According to the most recent numbers, 94 percent of Missouri Highway Patrol troopers that are on the road are white. The percentage of minority troopers peaked in 1989 at 10 percent, but is now at 5.71 percent, with 2.6 percent being African-American.
And the Missouri Highway Patrol also lacks gender diversity: 5 percent of its officers on the road are women.
Patrol officials say they want a force that can partner with minorities across the state. That’s especially important as police-involved killings in Ferguson and St. Louis drew national attention, and placed a focus on the strained relationships between police and law enforcement.
“People get the idea that we’re out here writing tickets or we’re going to Ferguson or other (areas of) civil unrest,” said Patrol recruitment director Roger Whittler. “Most of our officers are out there taking a drunk driver off the road every night while we’re sleeping – that’s our bread and butter.”
Reasons behind the numbers
Whittler points to several reasons why the Missouri Highway Patrol is largely white and male.
Whittler said minority and female applicants are more likely to drop out of the Highway Patrol academy before graduation. One possible reason why is that up until this year, he said, the patrol’s mentoring program didn’t require mentors to spend time with recruits in person. It does now.
Whittler also said most African-American recruits prefer to live and work close to their hometowns, which is not guaranteed with the Missouri Highway Patrol.

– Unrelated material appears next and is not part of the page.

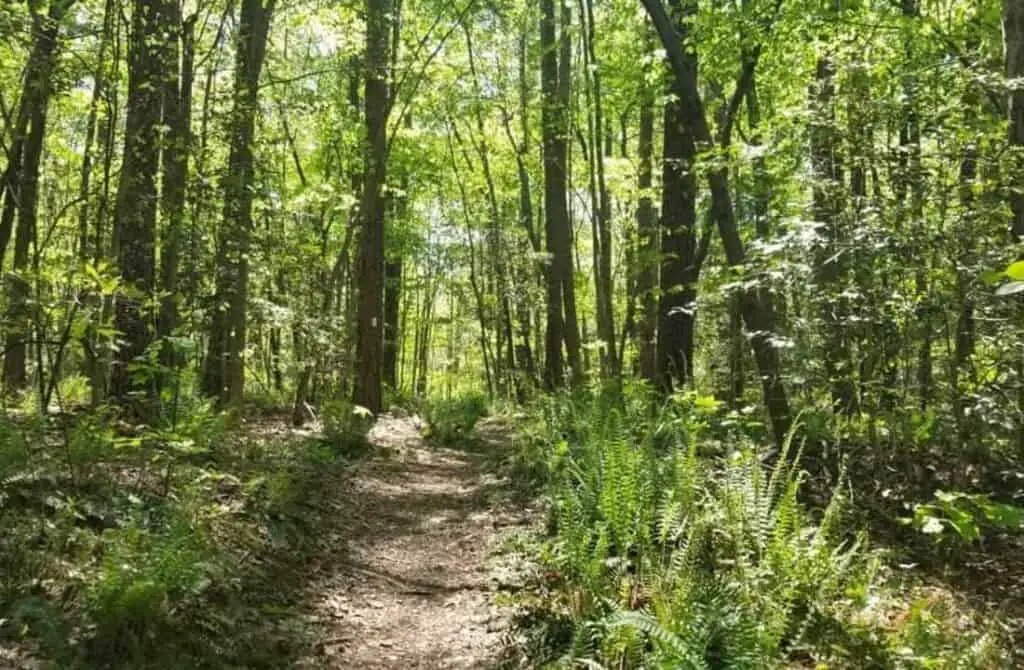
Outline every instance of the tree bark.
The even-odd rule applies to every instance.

“We’ve historically seen the need to assign people anywhere in the state, so that has a different impact sometimes on minorities,” he said. “Because a lot of our black populations are located in Kansas City, St. Louis, southeast Missouri.”
That hasn’t been the only obstacle. Whittler said some law enforcement agencies enforced a system of racial segregation throughout the 20th century, which engendered distrust between the police and black residents.
“Historically, law enforcement was the front line in some of the practices in the early civil rights era that maintained the status quo,” he said. “So when we try to improve on equality and inclusiveness, it does take time.”
Jeffrey Mittman with the Missouri chapter of the ACLU said that distrust is reinforced today. He points to police-involved killings in Ferguson and across the country, as well as a yearly report showing Missouri police departments struggling to reduce profiling of black motorists.
“African-Americans are stopped, searched, (and) arrested more often than whites, so what I’m saying is, there is a context of unequal policing,” Mittman said. “We know there are data and studies as well that show that there are biases in individuals, cultural biases, systematic biases, and in organizations.”
Missouri isn’t the only state that’s struggling to diversify its state police agency.
Nearly 12 percent of Pennsylvania’s population is African-American, while 7 percent of state troopers there are listed as minorities. In Louisiana, nearly a third of the population is black; 16 percent of state troopers are African-American.
Chris Burbank is the former police chief of Salt Lake City and now works for the Center for Policing Equity, which advocates connecting racial minorities and women to careers in law enforcement.
He said instances of police officers killing black people are making it more difficult to get African-Americans to join state law enforcement agencies.
“If you are looking for a job in an organization, you go to (their) web page (and) you look and you see who is in the command structure,” he said. “If that command structure doesn’t represent you as an individual, or you don’t feel that it’s representative of what your values, your belief, (or) your identity is, well you’re not thinking you’re going to get very far in that organization.”
When it comes to hiring women, Burbank said it doesn’t help that most police recruitment videos reinforce gender stereotypes.
“Mostly you see male officers engaged in SWAT, and tactics, and canine, and rescue-type of situations,” he said. “And then they show female officers more in officer-friendly (situations), engaging with the public sort of thing, so we tend to be a little sexist in how we advertise (to women).”
Whittler of the Missouri Highway Patrol said it’ll take time for his agency to put more female and minority state troopers on the road. He said officials with the Highway Patrol are making efforts to reach out to black churches and women’s organizations.
Adolphus Pruitt, who heads the St. Louis NAACP, said the Highway Patrol should set up a training program that gets minorities in high school and college interested in law enforcement. He said a similar program has been held in St. Louis the past two years.
“Those individuals were exposed, from a cultural standpoint, to other black officers who spent a considerable amount of time, their own time, talking with them, helping them prepare for the (police) academy,” Pruitt said.
The Missouri Highway Patrol recently hosted two youth training camps in Poplar Bluff and Dittmer. Both towns are in mostly white rural parts of the state, and the training camps didn’t specifically target African-American communities. But Whittler said the Highway Patrol provided free transportation to participants from majority-black residential areas in metro St. Louis and the Missouri Bootheel.